RICHARD COBDEN, M.P., WAS ADMITTED BURGESS OF DUNDEE AS A TESTIMONY OF THE RESPECT OF THE MAGISTRATES AND COUNCIL FOR HIM AS A SINCERE AND ZEALOUS ADVOCATE OF THE PRINCIPLES OF FREE TRADE, AND FOR HIS UNWEARIED EXERTIONS, BOTH IN AND OUT OF PARLIAMENT, TO DO AWAY THE RESTRICTIONS WHICH AT PRESENT AFFECT THE COMMERCE OF THESE KINGDOMS.
RICHARD COBDEN, whose name will ever be associated with the establishment of Free Trade principles in this kingdom, was born at Dunford, Midhurst, Sussex, on 3rd June, 1804. His ancestors had lived in that locality for many generations, one of them, ADAM DE COPPEDONE, having been returned as member of Parliament for Chichester in 1313. Before his birth, however, the family had fallen into poor circumstances, and on the death of his grandfather in 1809, the estate of Dunford was sold, and his father removed to a small farm in the neighbourhood. Here the father struggled for some time to support his large family, but at length was ruined by the stagnation that ensued after the cessation of the war; and the children were cast upon the care of their relations. RICHARD COBDEN was sent to a Yorkshire school, where he was educated at the expense of an uncle, and when fifteen years of age he was taken into the London warehouse of that relative, where he was employed first as a clerk and afterwards as a traveller.
The firm in which he was engaged succumbed during the commercial crisis of 1825 26, and young COBDEN was thrown out of employment. In 1828 he began selling goods on commission, and was soon in a prosperous condition. The repeal of the excise duty on printed calicoes in 1831 induced him to enter into business as a calico printer, and, in company with several partners, he established a factory at Sabden, in Lancashire, and thus laid the foundation of a prosperous concern. The extension of his business caused him to travel frequently on the Continent, and he learned from actual contact with the world that knowledge of affairs which others obtain imperfectly from literature. His first important pamphlet appeared in 1835, and was entitled "England, Ireland, and America." In this work he openly advocated the repeal of the Corn Laws as the first necessity for the welfare of the nation; and from this time forward he spared no effort to bring about that result.
In 1836 an Anti Corn Law League was formed in London, and two years afterwards a similar institution was founded in Manchester, and of the latter Mr COBDEN became the moving spirit. Of the dauntless struggles of these agitators, with RICHARD COBDEN and JOHN BRIGHT at their head, it is unnecessary to speak in detail. It is sufficient to state that SIR ROBERT PEEL, who had been the most determined opponent of their theories, at last frankly announced his conversion, and in 1846 granted that free trade in corn which he had formerly characterized as a fanatical delusion. It is worthy of notice that the Town Council of Dundee had recognized and officially acknowledged the value of Mr COBDEN'S services three years before this time.

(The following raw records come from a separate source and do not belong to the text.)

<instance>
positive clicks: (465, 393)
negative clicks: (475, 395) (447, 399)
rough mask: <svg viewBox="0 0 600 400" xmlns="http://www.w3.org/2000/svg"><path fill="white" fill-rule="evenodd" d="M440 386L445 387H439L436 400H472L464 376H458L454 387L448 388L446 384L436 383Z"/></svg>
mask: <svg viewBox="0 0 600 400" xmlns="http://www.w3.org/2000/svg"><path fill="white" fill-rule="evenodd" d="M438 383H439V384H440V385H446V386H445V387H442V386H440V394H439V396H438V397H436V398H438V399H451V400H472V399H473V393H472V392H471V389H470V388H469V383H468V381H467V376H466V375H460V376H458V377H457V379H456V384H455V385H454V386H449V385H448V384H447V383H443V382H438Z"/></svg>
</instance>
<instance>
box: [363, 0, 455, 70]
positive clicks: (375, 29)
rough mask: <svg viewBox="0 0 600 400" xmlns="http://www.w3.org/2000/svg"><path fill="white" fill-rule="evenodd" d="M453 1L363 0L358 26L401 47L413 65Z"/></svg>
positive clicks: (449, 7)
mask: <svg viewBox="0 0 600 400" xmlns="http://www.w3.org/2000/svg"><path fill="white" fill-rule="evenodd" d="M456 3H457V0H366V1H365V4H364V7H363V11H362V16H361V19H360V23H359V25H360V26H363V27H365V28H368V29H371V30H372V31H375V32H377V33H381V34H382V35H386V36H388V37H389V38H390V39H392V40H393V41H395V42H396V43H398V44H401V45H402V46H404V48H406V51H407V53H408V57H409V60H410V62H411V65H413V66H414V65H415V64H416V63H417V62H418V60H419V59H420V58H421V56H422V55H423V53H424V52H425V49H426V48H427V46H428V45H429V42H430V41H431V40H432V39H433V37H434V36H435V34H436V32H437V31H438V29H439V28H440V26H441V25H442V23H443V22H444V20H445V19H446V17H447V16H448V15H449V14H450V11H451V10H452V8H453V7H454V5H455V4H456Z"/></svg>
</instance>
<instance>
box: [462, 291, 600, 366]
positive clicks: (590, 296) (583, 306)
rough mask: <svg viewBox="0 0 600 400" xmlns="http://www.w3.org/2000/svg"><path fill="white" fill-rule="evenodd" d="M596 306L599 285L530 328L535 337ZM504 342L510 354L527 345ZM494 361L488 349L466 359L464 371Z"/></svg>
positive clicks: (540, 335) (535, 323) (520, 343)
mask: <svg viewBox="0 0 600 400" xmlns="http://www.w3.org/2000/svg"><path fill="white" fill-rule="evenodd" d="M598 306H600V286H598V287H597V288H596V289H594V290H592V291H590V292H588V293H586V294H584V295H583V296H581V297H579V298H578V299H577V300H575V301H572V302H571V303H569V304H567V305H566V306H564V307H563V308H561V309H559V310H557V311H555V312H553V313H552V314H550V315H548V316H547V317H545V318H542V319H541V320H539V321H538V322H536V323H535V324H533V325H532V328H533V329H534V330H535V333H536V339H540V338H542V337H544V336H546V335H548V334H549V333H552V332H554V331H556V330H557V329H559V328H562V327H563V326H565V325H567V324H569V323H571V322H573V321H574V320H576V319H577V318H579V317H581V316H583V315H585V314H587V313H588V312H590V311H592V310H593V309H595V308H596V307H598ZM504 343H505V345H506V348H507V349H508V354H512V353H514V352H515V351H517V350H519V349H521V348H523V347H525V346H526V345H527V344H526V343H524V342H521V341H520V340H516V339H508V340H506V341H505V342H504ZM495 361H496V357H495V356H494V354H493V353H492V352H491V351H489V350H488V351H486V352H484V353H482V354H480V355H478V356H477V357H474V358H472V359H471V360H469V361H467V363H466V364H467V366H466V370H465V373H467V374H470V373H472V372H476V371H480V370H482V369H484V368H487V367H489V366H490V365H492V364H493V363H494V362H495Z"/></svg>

Mr COBDEN entered Parliament as member for Stockport in 1841, and in 1847 he was simultaneously elected by that constituency and by the much more important one of the West Riding of Yorkshire, which latter he chose to represent. Throughout his public career he had advocated non intervention in foreign politics, and he made a bold but unpopular stand against the Crimean War. His attitude on this question, and on the similar one relating to the Chinese imbroglio of 1857, had altered the feelings of his constituents towards him, and he not only lost his seat, but was unsuccessful in two subsequent attempts to obtain the suffrages of the electors in smaller constituencies. It was not until 1859 that he again found a seat in the House of Commons as member for Rochdale, which position he held until his death. His principal work in this last Parliament in which he sat was the completion of a Commercial Treaty with France, and the abolition of the Passport System which prevented free intercourse betwixt France and this nation. On 2nd April, 1865, he expired in his house at London, having reached his sixty first year.